I am currently working through the Hierarchical Risk Parity algorithm (Lopez de Prado (2016) link ) and trying to understand each of the steps.
I have completed the step of creating the clusters, and visualised them using a dendrogram. Here's an example dendrogram for sake of illustration:
At this point, the way I thought HRP worked was by calculating the min-variance weights in each cluster from the bottom to the top. In the example dendrogram above, this would thus be:
- Calculate minvar weights between JPM and BoA
- Calculate minvar weights between JPM+BoA cluster (var calculated using the weights from #1) and BRK
- Calculate minvar weights between JPM+BoA+BRK cluster and Exxon
- Etc.
The final weights would then be the product of all the weights calculated in these steps.
I don't seem to be the only one with this mental heuristic. In the documentation for the PyPortfolioOpt
library, the following "rough overview" is presented (my highlights):
From a universe of assets, form a distance matrix based on the correlation of the assets. Using this distance matrix, cluster the assets into a tree via hierarchical clustering. Within each branch of the tree, form the minimum variance portfolio (normally between just two assets). Iterate over each level, optimally combining the mini-portfolios at each node.

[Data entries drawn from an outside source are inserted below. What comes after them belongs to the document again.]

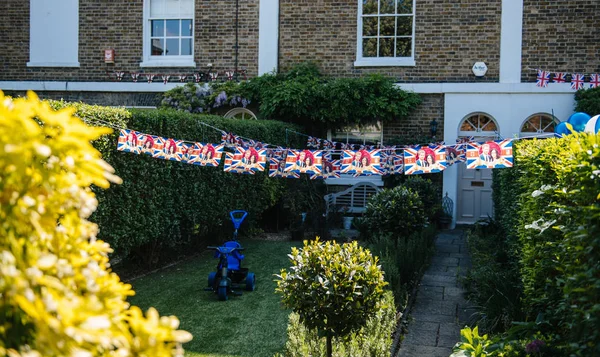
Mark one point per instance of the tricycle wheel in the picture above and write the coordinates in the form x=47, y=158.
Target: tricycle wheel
x=222, y=293
x=211, y=279
x=250, y=282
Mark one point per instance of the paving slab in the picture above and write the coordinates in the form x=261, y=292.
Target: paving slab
x=440, y=309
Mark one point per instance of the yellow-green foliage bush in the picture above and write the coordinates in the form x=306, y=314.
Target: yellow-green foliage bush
x=57, y=294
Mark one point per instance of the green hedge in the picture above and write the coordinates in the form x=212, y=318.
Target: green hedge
x=165, y=204
x=549, y=204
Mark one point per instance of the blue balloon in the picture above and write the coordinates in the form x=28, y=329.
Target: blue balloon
x=578, y=120
x=562, y=129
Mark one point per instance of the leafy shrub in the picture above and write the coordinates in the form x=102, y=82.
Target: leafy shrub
x=373, y=340
x=403, y=260
x=59, y=297
x=588, y=101
x=399, y=211
x=167, y=206
x=493, y=282
x=333, y=288
x=556, y=196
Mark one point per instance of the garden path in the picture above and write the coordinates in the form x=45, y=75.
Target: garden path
x=440, y=309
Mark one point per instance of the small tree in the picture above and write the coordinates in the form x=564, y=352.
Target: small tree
x=58, y=295
x=333, y=288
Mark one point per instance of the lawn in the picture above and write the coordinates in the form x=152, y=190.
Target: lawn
x=251, y=325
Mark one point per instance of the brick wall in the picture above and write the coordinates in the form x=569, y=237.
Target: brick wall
x=100, y=98
x=450, y=37
x=560, y=36
x=417, y=124
x=118, y=24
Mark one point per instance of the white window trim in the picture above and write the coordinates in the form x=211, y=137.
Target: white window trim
x=382, y=61
x=164, y=61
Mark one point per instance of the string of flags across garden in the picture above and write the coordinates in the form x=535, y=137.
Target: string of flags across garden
x=246, y=156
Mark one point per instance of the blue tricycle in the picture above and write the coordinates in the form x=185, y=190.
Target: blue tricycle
x=229, y=270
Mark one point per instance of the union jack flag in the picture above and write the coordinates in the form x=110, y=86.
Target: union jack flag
x=361, y=162
x=245, y=161
x=313, y=143
x=331, y=169
x=559, y=77
x=277, y=168
x=229, y=139
x=577, y=81
x=543, y=78
x=594, y=80
x=206, y=154
x=392, y=163
x=424, y=160
x=304, y=161
x=456, y=153
x=464, y=140
x=130, y=141
x=186, y=153
x=150, y=143
x=490, y=155
x=171, y=148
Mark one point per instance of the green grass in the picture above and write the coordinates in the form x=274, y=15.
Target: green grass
x=251, y=325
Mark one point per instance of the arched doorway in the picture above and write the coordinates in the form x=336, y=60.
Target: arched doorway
x=538, y=124
x=475, y=186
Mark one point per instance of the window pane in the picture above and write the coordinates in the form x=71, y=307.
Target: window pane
x=186, y=46
x=370, y=26
x=369, y=47
x=386, y=47
x=157, y=47
x=404, y=7
x=387, y=7
x=186, y=27
x=158, y=28
x=171, y=8
x=173, y=47
x=187, y=8
x=403, y=47
x=172, y=27
x=157, y=8
x=369, y=7
x=387, y=26
x=404, y=26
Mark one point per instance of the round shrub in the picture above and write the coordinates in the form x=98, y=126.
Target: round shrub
x=398, y=210
x=333, y=288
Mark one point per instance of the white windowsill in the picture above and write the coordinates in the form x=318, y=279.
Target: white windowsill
x=384, y=62
x=52, y=64
x=168, y=63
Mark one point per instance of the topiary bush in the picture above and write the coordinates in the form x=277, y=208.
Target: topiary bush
x=59, y=297
x=334, y=288
x=373, y=340
x=399, y=211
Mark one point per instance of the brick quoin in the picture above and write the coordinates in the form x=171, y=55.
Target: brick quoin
x=560, y=36
x=118, y=24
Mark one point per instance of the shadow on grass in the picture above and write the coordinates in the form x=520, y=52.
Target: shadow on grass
x=251, y=325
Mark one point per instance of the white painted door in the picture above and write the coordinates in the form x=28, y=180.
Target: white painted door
x=474, y=195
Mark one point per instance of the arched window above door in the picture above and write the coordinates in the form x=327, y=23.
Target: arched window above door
x=478, y=124
x=540, y=123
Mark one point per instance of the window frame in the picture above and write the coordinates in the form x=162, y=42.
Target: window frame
x=148, y=59
x=383, y=61
x=522, y=133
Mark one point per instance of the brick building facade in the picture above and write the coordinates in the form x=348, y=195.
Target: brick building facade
x=427, y=46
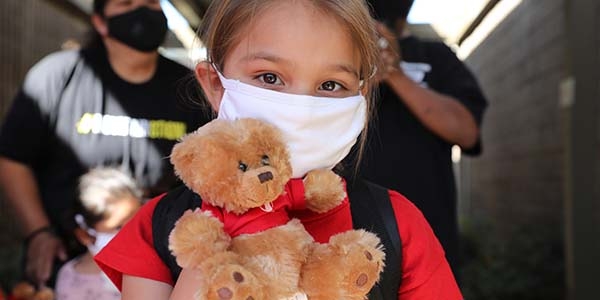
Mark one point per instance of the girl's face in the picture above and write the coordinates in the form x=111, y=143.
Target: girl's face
x=292, y=48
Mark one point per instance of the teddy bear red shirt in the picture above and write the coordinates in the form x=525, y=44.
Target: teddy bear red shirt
x=259, y=219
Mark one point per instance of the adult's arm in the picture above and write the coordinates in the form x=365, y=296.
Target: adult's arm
x=21, y=192
x=444, y=115
x=441, y=113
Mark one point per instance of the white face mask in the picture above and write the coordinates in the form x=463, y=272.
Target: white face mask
x=319, y=131
x=102, y=238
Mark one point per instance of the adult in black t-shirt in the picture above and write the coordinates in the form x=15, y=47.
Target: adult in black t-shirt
x=429, y=101
x=115, y=103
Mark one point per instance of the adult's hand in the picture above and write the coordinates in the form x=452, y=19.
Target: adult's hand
x=42, y=250
x=390, y=53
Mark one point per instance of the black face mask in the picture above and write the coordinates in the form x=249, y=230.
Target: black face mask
x=143, y=29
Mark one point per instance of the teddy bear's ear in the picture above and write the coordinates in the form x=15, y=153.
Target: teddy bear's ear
x=183, y=153
x=196, y=157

Seemingly this is not how the HRP algorithm works. Instead, it seems to purely use the clusters to sort the assets in the quasi-diagonalisation step. It then takes this sorted list and creates its own new clusters by bisection, and then calculates minvar working from top to bottom.
In the example dendrogram, this would mean some assets we clustered in the first step would never end up in a cluster together after being sorted. E.g. Facebook and Alphabet would end up being separated in the first bisection step.
Have I understood this correctly? If so, why does this make sense? What is an intuitive way to understand why this works?